Le dernier morceau, « Hawk of the Hills », est considéré comme étant le meilleur, à en voir les critiques des fans – étant moi-même de cette avis je ne trouverais rien à en redire. Quelque part, c’est le plus « Lunar Shadow » de leurs morceaux, dans le sens où les codes que le groupe s’est lui-même défini y sont le plus fidèlement appliqués. Il commence avec plusieurs accords doux à la guitare sèche qui nous le fait instantanément aimer puis, une progression très classique de mélodies en tremolo picking, ponctué de blast beat, avant de nous introduire de supers riffs que l’on retrouvera dans le refrain. Passé la moitié du morceau, les riffs sont plus lourds mais toujours aussi prenants, et l’on est presque triste qu’il se termine… mais il faut se faire une raison et le titre se conclue d’une manière assez sobre mais suffisante pour terminer correctement un album.

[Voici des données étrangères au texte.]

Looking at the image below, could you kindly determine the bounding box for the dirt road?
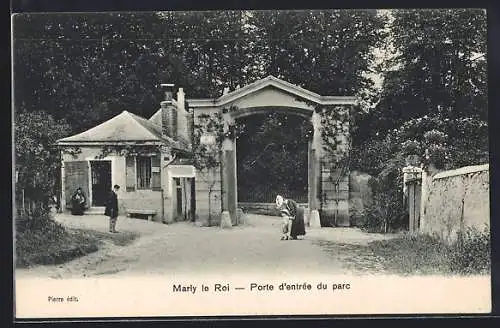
[15,213,395,279]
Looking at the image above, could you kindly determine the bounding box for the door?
[64,161,90,210]
[190,178,196,221]
[175,178,183,218]
[91,161,112,207]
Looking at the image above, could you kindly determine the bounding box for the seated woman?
[70,187,86,216]
[276,195,306,240]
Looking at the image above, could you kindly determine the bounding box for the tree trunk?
[208,188,212,226]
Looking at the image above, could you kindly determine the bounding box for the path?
[15,213,396,279]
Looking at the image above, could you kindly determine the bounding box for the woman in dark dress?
[70,187,86,215]
[276,195,306,240]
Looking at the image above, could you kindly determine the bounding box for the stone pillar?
[308,111,321,228]
[402,166,422,200]
[220,113,236,228]
[403,165,422,233]
[420,169,430,232]
[60,152,66,213]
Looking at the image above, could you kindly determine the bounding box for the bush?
[351,114,488,234]
[359,154,407,233]
[15,212,99,268]
[449,227,491,275]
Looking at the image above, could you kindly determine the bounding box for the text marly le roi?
[173,282,350,294]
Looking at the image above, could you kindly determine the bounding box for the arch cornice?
[186,75,357,109]
[229,106,314,120]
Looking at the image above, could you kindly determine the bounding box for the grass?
[367,229,491,275]
[15,214,140,268]
[15,219,99,268]
[71,229,140,247]
[315,228,491,276]
[366,233,454,275]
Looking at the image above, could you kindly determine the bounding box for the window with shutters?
[126,156,136,191]
[137,156,152,189]
[150,155,161,191]
[127,154,161,191]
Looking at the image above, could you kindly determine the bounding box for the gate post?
[220,112,237,228]
[308,111,321,228]
[403,166,422,233]
[60,152,66,213]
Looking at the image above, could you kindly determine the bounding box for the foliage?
[400,139,421,156]
[14,10,386,131]
[247,10,386,102]
[352,113,487,233]
[450,226,491,274]
[237,112,312,202]
[318,105,352,163]
[363,152,407,233]
[356,9,487,144]
[96,144,166,159]
[190,107,246,224]
[351,10,487,231]
[14,109,72,209]
[192,112,222,170]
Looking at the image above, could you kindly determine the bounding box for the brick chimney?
[176,87,191,145]
[186,107,194,146]
[161,84,177,139]
[177,87,185,111]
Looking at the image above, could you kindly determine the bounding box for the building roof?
[56,110,178,147]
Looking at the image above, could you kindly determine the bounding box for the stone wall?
[348,170,373,227]
[420,164,490,244]
[238,202,309,217]
[194,167,222,225]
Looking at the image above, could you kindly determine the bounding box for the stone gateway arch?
[188,76,356,228]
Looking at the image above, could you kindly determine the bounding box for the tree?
[157,11,256,98]
[356,9,487,143]
[13,12,172,133]
[247,10,387,101]
[14,108,72,215]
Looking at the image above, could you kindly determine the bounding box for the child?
[280,208,292,240]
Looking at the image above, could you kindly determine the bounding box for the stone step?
[84,207,105,215]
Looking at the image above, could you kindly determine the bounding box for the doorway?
[90,161,111,207]
[175,177,183,219]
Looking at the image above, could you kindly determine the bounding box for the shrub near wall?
[348,171,373,227]
[449,226,491,274]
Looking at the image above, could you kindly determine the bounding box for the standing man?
[105,184,120,233]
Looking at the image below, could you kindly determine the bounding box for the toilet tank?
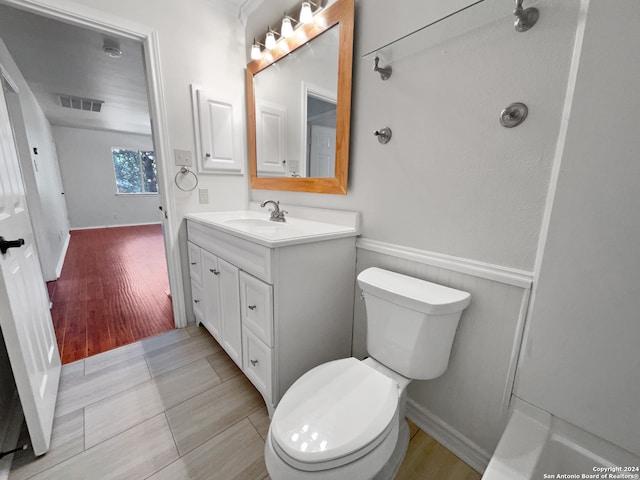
[357,268,471,380]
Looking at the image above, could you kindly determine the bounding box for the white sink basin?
[185,205,359,248]
[223,218,286,229]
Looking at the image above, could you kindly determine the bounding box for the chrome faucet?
[260,200,287,222]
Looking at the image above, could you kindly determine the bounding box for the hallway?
[48,224,174,364]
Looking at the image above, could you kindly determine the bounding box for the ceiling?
[0,4,152,135]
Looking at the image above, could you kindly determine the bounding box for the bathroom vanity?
[185,204,359,414]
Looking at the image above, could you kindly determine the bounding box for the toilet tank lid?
[357,267,471,315]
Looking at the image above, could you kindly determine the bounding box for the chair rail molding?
[356,238,533,288]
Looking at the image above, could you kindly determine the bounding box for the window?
[112,148,158,194]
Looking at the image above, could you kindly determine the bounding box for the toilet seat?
[270,357,399,471]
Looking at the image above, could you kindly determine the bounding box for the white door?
[256,102,287,176]
[0,71,60,456]
[308,125,336,177]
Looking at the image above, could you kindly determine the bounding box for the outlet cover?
[198,188,209,204]
[174,149,193,167]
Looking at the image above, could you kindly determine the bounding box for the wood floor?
[48,225,174,364]
[9,327,481,480]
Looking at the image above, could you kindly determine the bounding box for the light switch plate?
[174,149,193,167]
[198,188,209,204]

Quand je parlais de faiblesses sur « Far From Light », il fallait plutôt entendre « points que j’aurais aimé voir retravaillés », à savoir, un son de guitares léger, bien pour toutes les mélodies mais assez faiblard pour les parties plus heavy ainsi qu’un chant trop en retrait. Ici, mes voeux se sont vus exaucés: de par les influences plus thrash, le mix donne un son plus lourd aux guitares et le chant du nouveau Robert Röttig est nettement plus marquant, à l’image des cris impressionnants qu’il pousse dans « Hawk of the Hill » ou dans « Conajohara No More ».
Les passions les plus ardentes des musiciens (ces fameux « feux sans fumées », à l’image de ce couple sur la pochette) et la persévérance auront aboutis à cette oeuvre épique, aux influences multiples, qui sait se garder mystique, mystérieuse et sombre, et qui plaira à un vaste panel d’oreilles sensibles. Dès lors, paraphrasant Lautréamont, plût au ciel que l’auditeur trouve son chemin à travers les marécages désolés de ces chansons pleines de poison.